Search code examples
pythonpython-3.xpython-docx

Python - Is there anyway to create a headline for the extracted .DOC file?


Here're my codes:

from selenium import webdriver
from bs4 import BeautifulSoup
from docx import Document
import pandas as pd
import requests

user_agent = "Mozilla/5.0 (Windows NT 10.0; WOW64) AppleWebKit/537.36 (KHTML, like Gecko) Chrome/79.0.``3945.88 Safari/537.37"
url = "https://emetonline.org/events/past-events/"
data = requests.get(url, headers={"User-Agent": user_agent})
soup = BeautifulSoup(data.text, "lxml")

document = Document()

events = soup.find_all("div", class_="col-12")
for event in events:
    event_name = event.find("h4")
    try:
        print(event_name.text)
        document.add_paragraph(event_name.text, style='List Bullet')
    except:
        continue
        print(event_name)

document.save('demo.docx')

I want a headline for the document as Times New Roman - 14 font size.
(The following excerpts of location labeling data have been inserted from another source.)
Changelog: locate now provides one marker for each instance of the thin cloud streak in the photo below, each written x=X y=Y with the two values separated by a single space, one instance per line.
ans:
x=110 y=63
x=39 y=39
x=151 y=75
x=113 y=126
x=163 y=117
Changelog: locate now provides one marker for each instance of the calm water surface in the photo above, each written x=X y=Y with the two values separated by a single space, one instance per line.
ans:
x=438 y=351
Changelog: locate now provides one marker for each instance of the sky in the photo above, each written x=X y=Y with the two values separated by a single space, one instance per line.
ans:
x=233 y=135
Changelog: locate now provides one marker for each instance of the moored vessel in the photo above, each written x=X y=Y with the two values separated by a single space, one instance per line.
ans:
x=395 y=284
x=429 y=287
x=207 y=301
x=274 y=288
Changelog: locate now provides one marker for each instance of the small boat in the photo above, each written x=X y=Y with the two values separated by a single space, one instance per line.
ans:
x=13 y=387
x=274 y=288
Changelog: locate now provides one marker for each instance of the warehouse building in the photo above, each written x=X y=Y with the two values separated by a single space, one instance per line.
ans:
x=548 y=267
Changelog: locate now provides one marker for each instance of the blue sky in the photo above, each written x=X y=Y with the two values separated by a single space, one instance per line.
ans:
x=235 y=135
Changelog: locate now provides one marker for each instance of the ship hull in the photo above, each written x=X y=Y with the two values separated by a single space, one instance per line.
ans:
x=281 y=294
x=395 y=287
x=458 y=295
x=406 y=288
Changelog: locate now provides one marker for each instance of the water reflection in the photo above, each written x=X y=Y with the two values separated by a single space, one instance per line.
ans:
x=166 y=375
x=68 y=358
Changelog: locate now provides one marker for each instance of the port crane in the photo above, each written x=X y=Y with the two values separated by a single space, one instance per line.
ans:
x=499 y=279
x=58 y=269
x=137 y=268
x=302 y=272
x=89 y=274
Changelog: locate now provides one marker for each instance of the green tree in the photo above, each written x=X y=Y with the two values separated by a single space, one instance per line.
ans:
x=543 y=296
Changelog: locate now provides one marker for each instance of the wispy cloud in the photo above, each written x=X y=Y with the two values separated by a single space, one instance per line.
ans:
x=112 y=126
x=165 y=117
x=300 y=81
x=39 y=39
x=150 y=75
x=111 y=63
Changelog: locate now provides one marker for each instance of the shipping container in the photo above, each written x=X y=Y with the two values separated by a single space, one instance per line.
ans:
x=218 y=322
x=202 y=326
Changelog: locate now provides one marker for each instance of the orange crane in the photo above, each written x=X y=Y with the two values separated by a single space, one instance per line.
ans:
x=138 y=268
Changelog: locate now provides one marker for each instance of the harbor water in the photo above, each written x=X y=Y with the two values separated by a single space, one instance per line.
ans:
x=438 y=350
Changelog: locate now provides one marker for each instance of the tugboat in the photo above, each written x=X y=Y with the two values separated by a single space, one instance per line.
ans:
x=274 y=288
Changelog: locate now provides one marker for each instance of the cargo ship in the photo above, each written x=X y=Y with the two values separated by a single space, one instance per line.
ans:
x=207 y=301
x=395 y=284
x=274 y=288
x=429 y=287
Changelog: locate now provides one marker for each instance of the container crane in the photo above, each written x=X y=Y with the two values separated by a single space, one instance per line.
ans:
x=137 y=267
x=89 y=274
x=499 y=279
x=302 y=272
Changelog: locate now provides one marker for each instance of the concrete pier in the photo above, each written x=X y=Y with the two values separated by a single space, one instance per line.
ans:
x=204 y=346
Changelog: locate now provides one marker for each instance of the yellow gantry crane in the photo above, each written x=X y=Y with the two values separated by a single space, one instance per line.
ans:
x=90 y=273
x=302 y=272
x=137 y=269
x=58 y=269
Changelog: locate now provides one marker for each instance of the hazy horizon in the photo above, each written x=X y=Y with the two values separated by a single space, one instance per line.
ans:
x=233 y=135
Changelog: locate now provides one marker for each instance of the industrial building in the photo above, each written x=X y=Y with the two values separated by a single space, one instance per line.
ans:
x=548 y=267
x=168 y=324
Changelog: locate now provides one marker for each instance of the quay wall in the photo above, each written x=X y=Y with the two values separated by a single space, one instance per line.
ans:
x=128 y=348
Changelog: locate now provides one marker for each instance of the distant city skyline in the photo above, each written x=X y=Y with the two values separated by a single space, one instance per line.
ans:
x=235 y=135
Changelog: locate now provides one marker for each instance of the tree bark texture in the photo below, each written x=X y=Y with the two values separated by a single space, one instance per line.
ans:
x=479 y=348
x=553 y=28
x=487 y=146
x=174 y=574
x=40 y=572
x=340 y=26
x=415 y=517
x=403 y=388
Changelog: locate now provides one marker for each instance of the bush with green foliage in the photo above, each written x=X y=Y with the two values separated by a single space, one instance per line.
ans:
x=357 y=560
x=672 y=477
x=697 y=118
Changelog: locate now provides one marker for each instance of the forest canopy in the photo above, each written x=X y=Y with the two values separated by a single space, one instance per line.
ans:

Is there anyway that I can do that?


Solution

  • from bs4 import BeautifulSoup
    from docx import Document
    from docx.shared import Pt
    import requests
    
    user_agent = "Mozilla/5.0 (Windows NT 10.0; WOW64) AppleWebKit/537.36 (KHTML, like Gecko) Chrome/79.0.``3945.88 Safari/537.37"
    url = "https://emetonline.org/events/past-events/"
    data = requests.get(url, headers={"User-Agent": user_agent})
    soup = BeautifulSoup(data.text, "lxml")
    
    document = Document()
    
    heading = document.add_heading().add_run("Past Events")
    heading.font.name = "Times New Roman"
    heading.font.size = Pt(14)
    
    events = soup.find_all("div", class_="col-12")
    for event in events:
        event_name = event.find("h4")
        try:
            print(event_name.text)
            document.add_paragraph(event_name.text, style='List Bullet')
        except:
            continue
            print(event_name)
    
    document.save('demo.docx')
    

    I've added the extra import at the top:

    from docx.shared import Pt
    

    That is so we can set the font size to 14 point.

    I've then added this code that makes the headline:

    heading = document.add_heading().add_run("Past Events")
    heading.font.name = "Times New Roman"
    heading.font.size = Pt(14)